Geometric CEO Gary Marcus will become the chief of Uber’s new artificial intelligence business.He will lead the newly formed Uber AI Labs, which will be dedicated to conducting research into artificial intelligence and machine learning for Uber, according to Jeff Holden, the company’s chief product officer.
The new AI lab initially will be staffed with the 15 employees from Geometric Intelligence, and additional hires are expected in the future.
Marcus, a professor of psychology and neural science at New York University in Manhattan, in 2014 cofounded Geometric Intelligence with Zoubin Ghahramani, a Cambridge professor of machine learning; Kenneth Stanley, a professor of computer science at the University of Central Florida; and Douglas Bemis, a PhD graduate in neurolinguistics at NYU.
The firm grew out of a business incubator at NYU through a partnership between its Tandon School of Engineering and the New York City Data Future Labs.
Additional AI and machine learning will be used to help the company with a variety of scenarios, according to Uber’s Holden, including everything from finding an optimal route for the arrival of your car to placing an order using UberEATS, or matching up riders for UberPOOL.
It could be applied to the development of new types of robotics, or helping a self-driving machine navigate the world using autonomous vehicles, or even helping guide an aircraft through busy airspace.
Uber did not disclose terms of the Geometric Intelligence acquisition.
The agreement will further Uber’s efforts to expand into autonomous vehicle technology. The company already is testing autonomous vehicles in Pittsburgh as part of a pilot program to examine how well self-driving cars perform while transporting passengers under real-world conditions in the city.
Autonomous Vehicle Demand
“Uber’s ultimate goal is to create a massive fleet of self-driving vehicles for every major global market,” said Karl Brauer, executive publisher of Kelley Blue Book.
“Processing the amount of data these vehicles will collect is impossible without advanced AI,” he told the E-Commerce Times.
Machine learning is a necessary technology to make self-driving vehicles able to navigate real-world conditions, he pointed out, but Uber wants to have more than just safe self-driving vehicles. It wants to implement the most efficient methodology for deploying those cars, and machine learning will be a key component of making that happen.
Artificial intelligence “seems to be the critical element” for the safe use of autonomous cars, observed Steven Polzin, director of mobility policy research at the University of South Florida’s Center for Urban Transportation Research.

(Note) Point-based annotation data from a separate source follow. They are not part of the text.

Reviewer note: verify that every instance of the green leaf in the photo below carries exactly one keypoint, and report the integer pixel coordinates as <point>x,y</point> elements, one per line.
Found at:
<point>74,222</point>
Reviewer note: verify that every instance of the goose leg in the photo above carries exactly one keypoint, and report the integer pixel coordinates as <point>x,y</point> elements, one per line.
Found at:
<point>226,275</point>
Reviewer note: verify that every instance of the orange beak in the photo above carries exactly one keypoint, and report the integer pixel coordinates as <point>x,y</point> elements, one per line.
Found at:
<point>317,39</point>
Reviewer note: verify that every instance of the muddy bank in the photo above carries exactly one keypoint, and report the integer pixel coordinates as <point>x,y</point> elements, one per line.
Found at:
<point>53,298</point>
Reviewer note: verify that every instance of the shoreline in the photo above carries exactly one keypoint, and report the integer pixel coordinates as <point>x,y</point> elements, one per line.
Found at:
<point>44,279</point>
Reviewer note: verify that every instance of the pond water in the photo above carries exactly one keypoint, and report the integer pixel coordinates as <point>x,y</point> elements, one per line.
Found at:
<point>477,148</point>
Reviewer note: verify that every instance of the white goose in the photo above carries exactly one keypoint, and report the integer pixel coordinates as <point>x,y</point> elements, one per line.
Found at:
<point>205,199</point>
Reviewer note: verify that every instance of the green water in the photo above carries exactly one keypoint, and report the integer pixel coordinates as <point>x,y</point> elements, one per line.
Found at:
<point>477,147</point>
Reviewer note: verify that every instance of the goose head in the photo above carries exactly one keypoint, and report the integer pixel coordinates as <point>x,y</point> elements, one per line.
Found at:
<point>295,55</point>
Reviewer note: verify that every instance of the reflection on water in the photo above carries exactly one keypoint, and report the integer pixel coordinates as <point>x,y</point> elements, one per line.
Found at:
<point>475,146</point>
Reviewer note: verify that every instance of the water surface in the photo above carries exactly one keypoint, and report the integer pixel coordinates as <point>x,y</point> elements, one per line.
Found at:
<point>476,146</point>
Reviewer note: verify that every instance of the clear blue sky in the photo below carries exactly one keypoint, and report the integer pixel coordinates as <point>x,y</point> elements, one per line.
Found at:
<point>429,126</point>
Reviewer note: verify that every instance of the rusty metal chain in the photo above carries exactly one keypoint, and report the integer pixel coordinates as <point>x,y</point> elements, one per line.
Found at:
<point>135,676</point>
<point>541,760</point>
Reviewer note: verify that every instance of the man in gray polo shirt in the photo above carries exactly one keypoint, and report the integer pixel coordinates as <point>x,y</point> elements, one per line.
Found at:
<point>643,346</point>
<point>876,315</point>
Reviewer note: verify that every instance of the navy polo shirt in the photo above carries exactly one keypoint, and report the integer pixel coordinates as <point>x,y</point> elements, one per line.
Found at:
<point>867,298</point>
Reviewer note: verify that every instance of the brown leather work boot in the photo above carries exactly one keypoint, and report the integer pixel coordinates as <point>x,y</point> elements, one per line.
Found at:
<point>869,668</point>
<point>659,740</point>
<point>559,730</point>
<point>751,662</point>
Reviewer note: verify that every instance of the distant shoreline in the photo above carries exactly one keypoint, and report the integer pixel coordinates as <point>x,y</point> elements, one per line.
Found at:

Transportation fatalities are measured in terms of incidents per 100 million miles of driving, he said. Overall, there are 1.15 fatalities per 100 million miles, but the autonomous vehicle industry has yet to reach the level of development and testing necessary to match that level of road experience.
“I think Uber is realizing there is a finite ability to scale up services dependent on drivers,” Polzin told the E-Commerce Times. “If the economy takes off and the job market gets even stronger, it could be increasingly difficult to find drivers.”
Other factors can play into the increasing demand as well. For example, with the legalization of recreational marijuana in Colorado, the city of Denver recently was unable to find enough qualified bus drivers who could pass a drug test, he said.
Uber previously had announced plans to develop a joint autonomous vehicle testing center with Carnegie Mellon University. However those plans failed to materialize, and a number of the researchers involved went to work for Uber directly to assist in the firm’s creation of a testing and development center.